Hieran gemessen ist die Beweiswürdigung des erstinstanzlichen Urteils nicht zu beanstanden. Das Landgericht hat aufgrund einer ausführlichen Würdigung der Aussagen der Zeuginnen B., G., P. und W. und unter Einbeziehung des eingeholten Sachverständigengutachtens sowie der beigezogenen Strafakten mit nachvollziehbarer Begründung ausgeführt, warum die Zeugin W. nicht grob fahrlässig Pflichten aus dem Mietvertrag verletzt und insoweit i.S. des § 61 VVG a.F. keine Ursache für den Eintritt des Brandereignisses gesetzt hat. Dies gilt auch in Bezug auf die Verletzung einer vertraglichen Anzeigepflicht. Die Beweiswürdigung ist in sich geschlossen, widerspruchsfrei, plausibel und nicht mit Verstößen gegen Denkgesetze oder Erfahrungssätze behaftet. Konkrete Anhaltspunkte, die Zweifel an der Richtigkeit der insoweit getroffenen Feststellungen begründen, werden von der Berufung weder schlüssig aufgezeigt noch sind sie dem erstinstanzlichen Vorbringen der Parteien zu entnehmen. Die Beklagte versucht lediglich in unzulässiger Weise ihre Würdigung an die Stelle der gerichtlichen Beweiswürdigung zu setzen. Dass die Zeugin W. - und nur dieses ist bewiesen - das Herausschlagen eines Blitzes oder Funkens aus dem Sicherungskasten sowie das Herausspringen einer Sicherung selbst wahrgenommen hat, begründet - wie schon das Landgericht ausgeführt hat - auch in Zusammenhang mit den mitgeteilten Knackgeräuschen nicht den Vorwurf eines grob fahrlässigen Verhaltens i.S. des § 61 VVG (a.F.). Das gilt umso weniger, als die Zeugin die vor Ort anderweitig beschäftigten Elektriker gebeten hat, den Verteilerkasten wegen der Auffälligkeiten zu überprüfen. Dass sie keinen "erweiterten" Auftrag erteilt hat, vermag den Vorwurf grob fahrlässigen Verhaltens nicht auszufüllen. Dies würde bei dem Schadensverlauf erfordern, dass sie andere Schadens-Mängelursachen mit den Auffälligkeiten im Verteilerkasten in Verbindung hätte bringen müssen. Davon kann keine Rede sein, zumal die Elektriker ihr mitgeteilt hatten, dass der Verteilerkasten in Ordnung sei.

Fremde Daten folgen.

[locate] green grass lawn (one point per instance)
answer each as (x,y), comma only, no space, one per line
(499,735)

Sind aber die Voraussetzungen des § 61 VVG a.F. nicht gegeben, wird von dem Regressverzicht des Gebäudeversicherers auch ein übergegangener Anspruch wegen Verletzung einer vertraglichen Anzeigepflicht erfasst.

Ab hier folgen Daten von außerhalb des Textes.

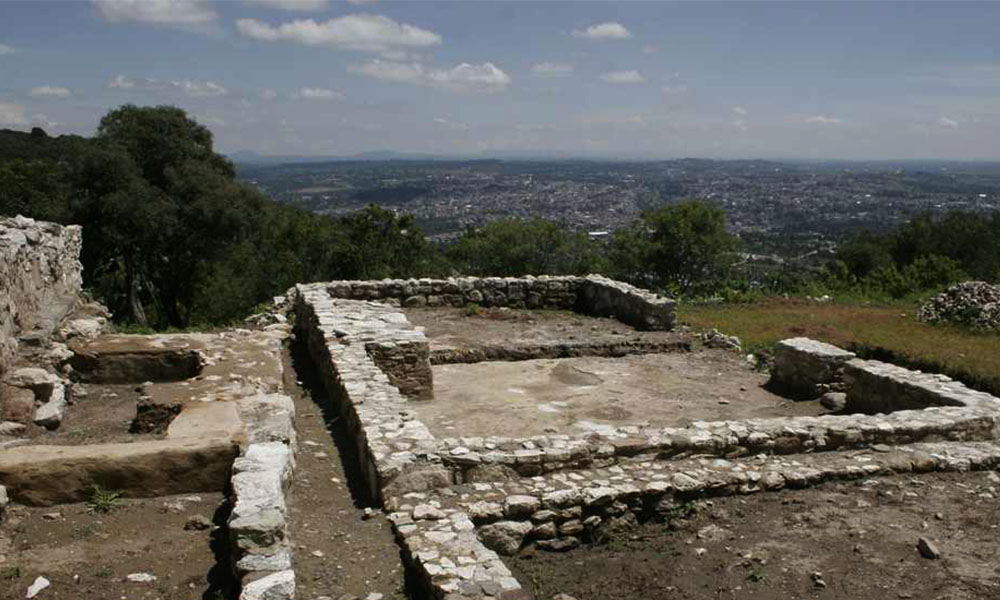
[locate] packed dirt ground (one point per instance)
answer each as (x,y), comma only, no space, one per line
(86,553)
(851,541)
(583,394)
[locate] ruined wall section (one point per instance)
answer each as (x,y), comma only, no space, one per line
(40,279)
(591,295)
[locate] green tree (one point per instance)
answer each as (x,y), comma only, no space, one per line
(681,246)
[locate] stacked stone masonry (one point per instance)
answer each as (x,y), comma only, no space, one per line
(40,279)
(558,512)
(807,368)
(878,387)
(592,295)
(457,502)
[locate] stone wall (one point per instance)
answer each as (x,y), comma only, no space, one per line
(878,387)
(40,279)
(558,512)
(603,297)
(805,368)
(592,295)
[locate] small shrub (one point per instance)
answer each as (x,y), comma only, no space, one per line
(102,500)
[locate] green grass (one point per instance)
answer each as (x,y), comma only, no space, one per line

Steht der Klägerin danach kein Ersatzanspruch gegen die Beklagte zu, hat das Landgericht der Klägerin mit Recht auch die Kosten auferlegt, soweit die Parteien den Rechtsstreit aufgrund der Zahlung des Haftpflichtversicherers der Beklagten teilweise übereinstimmend für erledigt erklärt haben.

Die prozessualen Nebenentscheidungen beruhen auf den §§ 97 Abs. 1, 708 Nr. 10, 711 ZPO. Die Voraussetzungen des § 543 Abs. 2 ZPO für die Zulassung der Revision liegen nicht vor.